The migration from Cypress to Playwright refers to the structured change of a test automation framework during ongoing operations. This is typically triggered by technical limitations such as a lack of iFrame support, scrolling problems and dependencies on third-party parallelization services. The changeover is best achieved via a hackathon to evaluate the framework, a clear prioritization of critical test paths and gradual migration in parallel with day-to-day business.
Key Takeaways
- A hackathon in which seven tools are tested on real test scenarios of your own website provides more decision-making certainty than any purely static market research or manufacturer demo.
- Cypress blocks the use of the third-party parallelization service “Currents” from version 13, which effectively forces teams who do not want to book the expensive Cypress cloud to switch frameworks.
- The transition from Cypress to Playwright takes longer than a year at Displate, despite clear prioritization, because the QA team has to maintain its regular testing operations in parallel.
- Anyone who translates Cypress code one-to-one into Playwright is fighting against the framework instead of with it, because the two tools take fundamentally different approaches to session and data management.

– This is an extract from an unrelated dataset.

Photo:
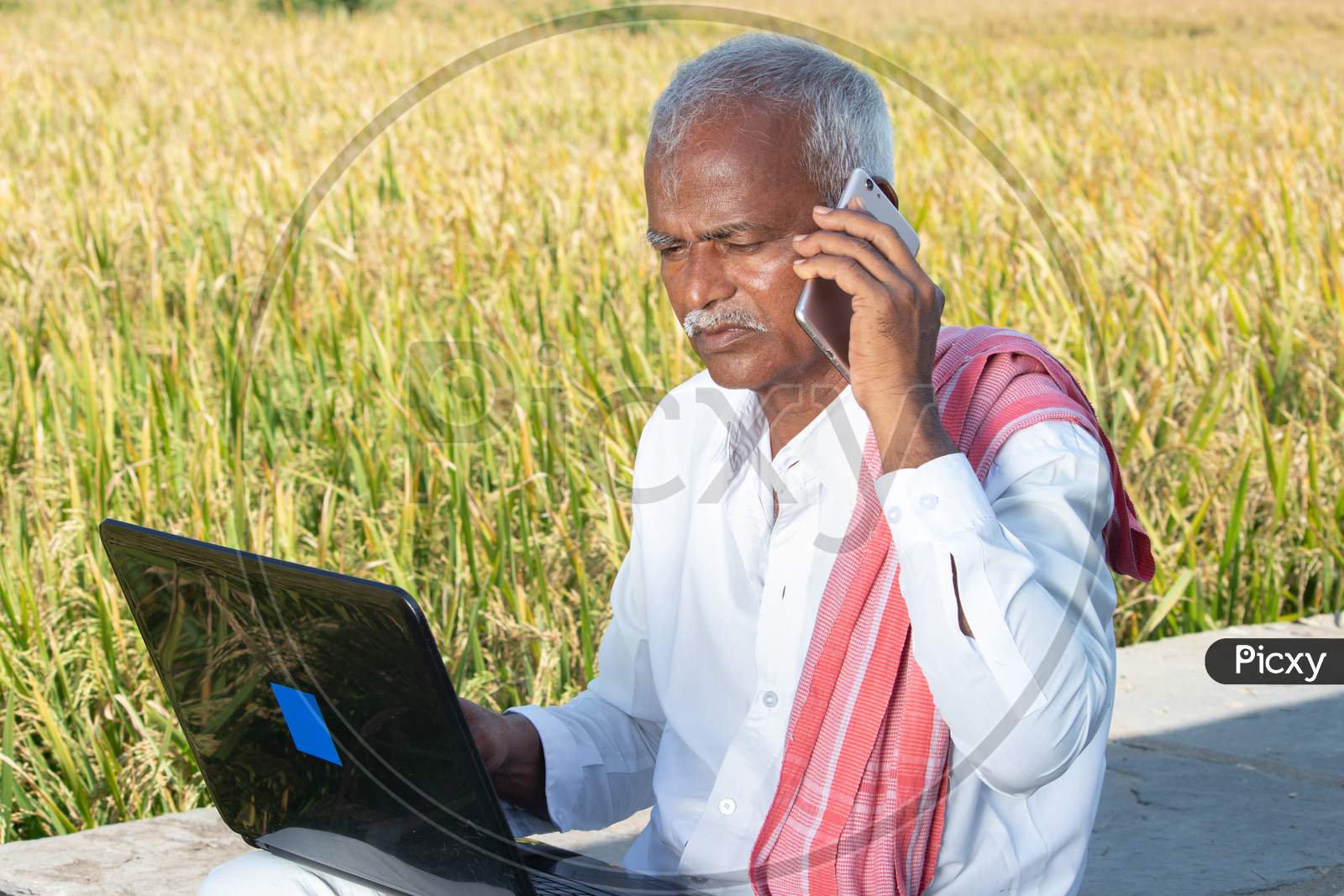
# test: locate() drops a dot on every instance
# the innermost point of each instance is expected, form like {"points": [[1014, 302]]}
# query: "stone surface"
{"points": [[1210, 790], [1221, 789]]}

- Tests that run permanently against the production environment falsify analysis data if cookies and tracking parameters are not specifically deactivated.

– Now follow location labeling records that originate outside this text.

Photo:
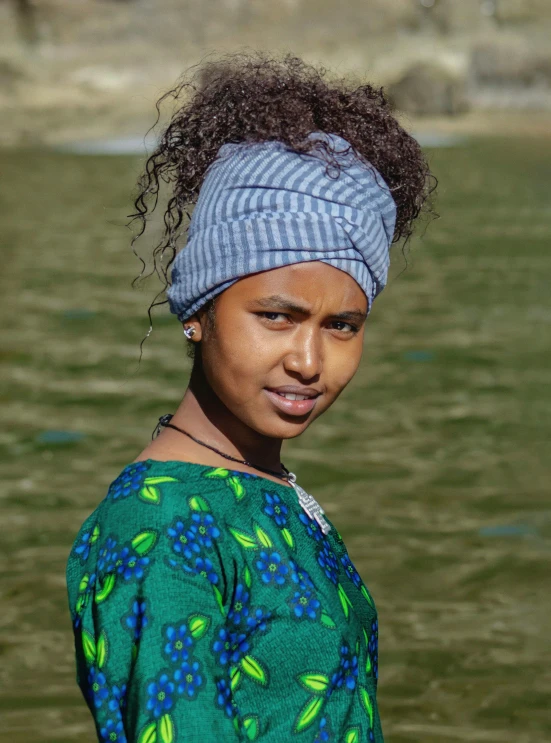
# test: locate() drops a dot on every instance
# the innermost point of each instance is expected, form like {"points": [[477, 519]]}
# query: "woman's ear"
{"points": [[192, 328]]}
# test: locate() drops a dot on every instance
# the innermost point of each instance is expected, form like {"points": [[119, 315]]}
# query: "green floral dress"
{"points": [[207, 606]]}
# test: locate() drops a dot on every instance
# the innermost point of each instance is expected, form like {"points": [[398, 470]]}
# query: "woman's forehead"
{"points": [[312, 284]]}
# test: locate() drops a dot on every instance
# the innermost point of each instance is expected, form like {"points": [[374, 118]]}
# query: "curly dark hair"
{"points": [[255, 97]]}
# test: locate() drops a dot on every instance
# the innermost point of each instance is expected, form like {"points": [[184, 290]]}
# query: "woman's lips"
{"points": [[291, 407]]}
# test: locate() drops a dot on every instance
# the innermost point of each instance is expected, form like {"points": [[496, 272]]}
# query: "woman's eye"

Why Cypress is reaching its limits after years of use
Cypress is quick to learn, but forces teams into a very unique way of writing tests. The framework comes with a domain-specific language, its own logic for assertions and fixed ideas of what a test should check. Anyone who deviates from this works against the tool instead of with it.
This is exactly what became a problem for an e-commerce provider with its own factory. Behind the visible store lie many of its own admin functions: Management of artworks, copyrights, coordination with artists. This mix of standard store and custom code did not fit well with the assumptions Cypress makes about a typical test case.

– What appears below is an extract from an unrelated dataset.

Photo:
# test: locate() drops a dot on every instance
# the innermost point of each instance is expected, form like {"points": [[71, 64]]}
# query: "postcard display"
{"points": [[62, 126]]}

A recurring point of friction was iFrames. Third-party providers such as payment service providers are often integrated as iFrames, and Cypress can only deal with this via additional plugins. Such plugins solve the problem in the short term, but have to be checked for compatibility every time a new version is released.
Screenshots in the event of an error also caused effort. On a very long page, the full-screen screenshot did not reliably land at the point where the test failed. Instead, it showed the header several times. Workaround followed workaround without a clean solution being found.
Cypress parallelization is a business model, not a feature
Cypress charges money for convenient parallelization in the cloud, and this was the trigger for the change. The framework itself is free, and local parallelization can be built using custom plugins. It only becomes convenient via the paid Cypress Cloud or via third-party providers.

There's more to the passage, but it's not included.